Poisson equation, solving with DFT

From Algowiki
Revision as of 20:15, 4 February 2016 by Икрамов (talk | contribs)
Jump to navigation Jump to search


Primary authors of this description:V.M.Stepanenko, E.V.Mortikov, Vad.V.Voevodin (section 2.2)

1 Properties and structure of the algorithm

1.1 General description of the algorithm

The Poisson equation for the multidimensional space has the form [math] \sum_{i=1}^{N}\frac{\partial^2 \phi}{\partial x_i^2}=f,~\mathbf{x}\in D. [/math]

Here, [math]D \in \mathbb{R}^N[/math] is the domain in which the solution [math]\phi(\mathbf{x})[/math] is defined, and [math]\mathbf{x}=(x_1,...,x_N)^T[/math] is the vector of independent variables. The Poisson equation is supplemented by the boundary conditions [math] B(\phi)=F, \mathbf{x} \in \Gamma(D), [/math] where [math]\Gamma(D)[/math] is the boundary of [math]D[/math] and [math]B(\phi)[/math] is the operator defining the boundary conditions. The case [math]B(\phi)=\phi[/math] corresponds to the Dirichlet boundary condition, while [math]B(\phi)=\partial\phi/\partial n[/math], where [math]\mathbf{n}[/math] is the outer normal to the boundary [math]\Gamma(D)[/math], corresponds to the Neumann boundary condition. Sometimes mixed boundary conditions [math]B(\phi)=C\phi+\partial\phi/\partial n[/math], where [math]C[/math] is a constant, are also used. The so-called "periodic boundary conditions" may also occur. In this case, the problem is posed on an unbounded domain, but the solution is assumed to be periodic with respect to a subset of variables from [math]\mathbf{x}[/math].

The Poisson equation emerges in many problems of mathematical physics, for instance, in electrostatics (in this case, [math]\phi[/math] is the potential of the electric force) and hydrodynamics ([math]\phi[/math] is the pressure of a fluid or a gas). The parameter [math]N[/math] is 2 and 3 for the plane and three-dimensional problems, respectively.

The analytical form of the solution to the Poisson equation is not known in the case where the right-hand side is arbitrary and the boundary conditions are inhomogeneous. Consequently, in most applications, this equation is solved numerically.
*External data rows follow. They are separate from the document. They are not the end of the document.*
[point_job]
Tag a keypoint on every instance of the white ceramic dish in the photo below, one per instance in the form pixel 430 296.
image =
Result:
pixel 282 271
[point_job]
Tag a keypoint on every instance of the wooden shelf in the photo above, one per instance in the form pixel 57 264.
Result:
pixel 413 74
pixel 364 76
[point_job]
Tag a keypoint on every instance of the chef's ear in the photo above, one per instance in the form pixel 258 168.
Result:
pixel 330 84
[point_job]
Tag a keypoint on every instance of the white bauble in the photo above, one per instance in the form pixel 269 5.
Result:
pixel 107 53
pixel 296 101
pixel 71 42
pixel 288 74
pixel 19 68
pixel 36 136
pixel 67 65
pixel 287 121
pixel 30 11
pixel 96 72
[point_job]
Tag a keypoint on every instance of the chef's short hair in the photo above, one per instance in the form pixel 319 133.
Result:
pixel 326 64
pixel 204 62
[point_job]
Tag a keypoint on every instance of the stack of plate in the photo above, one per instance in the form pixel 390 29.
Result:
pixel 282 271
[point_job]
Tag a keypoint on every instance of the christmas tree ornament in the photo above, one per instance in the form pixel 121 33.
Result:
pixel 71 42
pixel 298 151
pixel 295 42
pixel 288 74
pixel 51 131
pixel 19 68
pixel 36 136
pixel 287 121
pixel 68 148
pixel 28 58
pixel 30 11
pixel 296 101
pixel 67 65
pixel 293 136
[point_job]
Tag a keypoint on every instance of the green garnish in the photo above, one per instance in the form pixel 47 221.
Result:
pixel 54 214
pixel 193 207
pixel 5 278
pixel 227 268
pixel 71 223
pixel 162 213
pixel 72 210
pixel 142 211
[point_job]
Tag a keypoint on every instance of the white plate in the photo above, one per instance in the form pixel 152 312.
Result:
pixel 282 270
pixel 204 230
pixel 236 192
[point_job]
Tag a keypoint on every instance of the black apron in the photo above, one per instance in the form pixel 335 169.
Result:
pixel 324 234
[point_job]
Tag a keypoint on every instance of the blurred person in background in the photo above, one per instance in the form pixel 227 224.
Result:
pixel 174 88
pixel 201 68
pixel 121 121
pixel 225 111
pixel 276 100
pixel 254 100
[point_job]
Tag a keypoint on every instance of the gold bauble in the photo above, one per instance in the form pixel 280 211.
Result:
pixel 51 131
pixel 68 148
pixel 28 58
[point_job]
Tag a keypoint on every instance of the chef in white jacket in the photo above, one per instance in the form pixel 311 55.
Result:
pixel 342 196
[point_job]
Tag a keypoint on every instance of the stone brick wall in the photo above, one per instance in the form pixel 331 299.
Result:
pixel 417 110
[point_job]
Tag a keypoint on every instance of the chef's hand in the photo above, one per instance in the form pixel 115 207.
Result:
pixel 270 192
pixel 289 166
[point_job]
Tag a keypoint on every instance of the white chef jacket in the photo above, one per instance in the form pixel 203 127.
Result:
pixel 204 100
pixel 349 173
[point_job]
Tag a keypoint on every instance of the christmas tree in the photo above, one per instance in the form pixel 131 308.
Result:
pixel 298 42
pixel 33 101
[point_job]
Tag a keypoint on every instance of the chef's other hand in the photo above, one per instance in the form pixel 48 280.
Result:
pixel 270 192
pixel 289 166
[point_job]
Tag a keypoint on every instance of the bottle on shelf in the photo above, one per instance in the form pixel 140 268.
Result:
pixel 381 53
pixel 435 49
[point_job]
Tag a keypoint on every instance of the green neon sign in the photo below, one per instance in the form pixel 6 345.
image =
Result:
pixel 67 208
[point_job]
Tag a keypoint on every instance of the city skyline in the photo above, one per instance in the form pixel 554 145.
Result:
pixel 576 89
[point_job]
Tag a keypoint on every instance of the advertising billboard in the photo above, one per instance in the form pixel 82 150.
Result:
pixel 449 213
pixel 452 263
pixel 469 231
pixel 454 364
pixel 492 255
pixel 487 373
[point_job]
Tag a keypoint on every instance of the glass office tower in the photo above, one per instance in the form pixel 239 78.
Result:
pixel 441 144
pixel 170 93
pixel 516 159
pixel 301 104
The most common discretization of the Poisson equation has the form

[math] \sum_{i=1}^{N}\frac{\phi_{k_1,...,k_i+1,...,k_N}-2\phi_{k_1,...,k_i,...,k_N}+\phi_{k_1,...,k_i-1,...,k_N}}{\Delta x_i^2}=f_{k_1,...,k_N},~(k_1,...,k_N) \in D_N. [/math]

Here, the second derivatives are replaced by second-order finite difference approximations (which creates the cross stencil for the plane problem), and the solution is sought on a discrete subset [math]D_N[/math] of the [math]N[/math]-dimensional space. The boundary conditions are also approximated by finite differences.


1.2 Mathematical description of the algorithm

Here, we examine a finite difference scheme for the most common problem related to the Poisson equation in the three-dimensional space:

[math] \frac{\phi_{i+1,j,k}-2\phi_{i,j,k}+\phi_{i-1,j,k}}{ \Delta x^2}\,+\, \frac{\phi_{i,j+1,k}-2\phi_{i,j,k}+\phi_{i,j-1,k}}{ \Delta y^2}\,+\, \frac{\phi_{i,j,k+1}-2\phi_{i,j,k}+\phi_{i,j,k-1}}{ \Delta z^2} = f_{i,j,k},~(i,j,k) \in D_h, [/math]

where [math]D_h=\{0:N_x-1\}\times\{0:N_y-1\}\times\{0:N_z-1\} [/math] is a parallelepiped in the grid domain. For simplicity, we impose the so-called 3-D periodic boundary conditions

[math] \begin{align} \phi_{0,j,k} &= \phi_{N_x,j,k},\\ \phi_{i,0,k} &= \phi_{i,N_y,k},\\ \phi_{i,j,0} &= \phi_{i,j,N_z}. \end{align} [/math]

The periodic boundary conditions are automatically satisfied if the solution is represented via the conventional discrete inverse Fourier transform:

[math] \phi_{i,j,k}=\frac{1}{N_x N_y N_z}\sum_{l=0}^{N_x-1}\sum_{m=0}^{N_y-1}\sum_{n=0}^{N_z-1}\Phi_{l,m,n}e^{2\pi \overline{i} \left(\frac{il}{N_x}+\frac{jm}{N_y}+\frac{kn}{N_z}\right)}. [/math]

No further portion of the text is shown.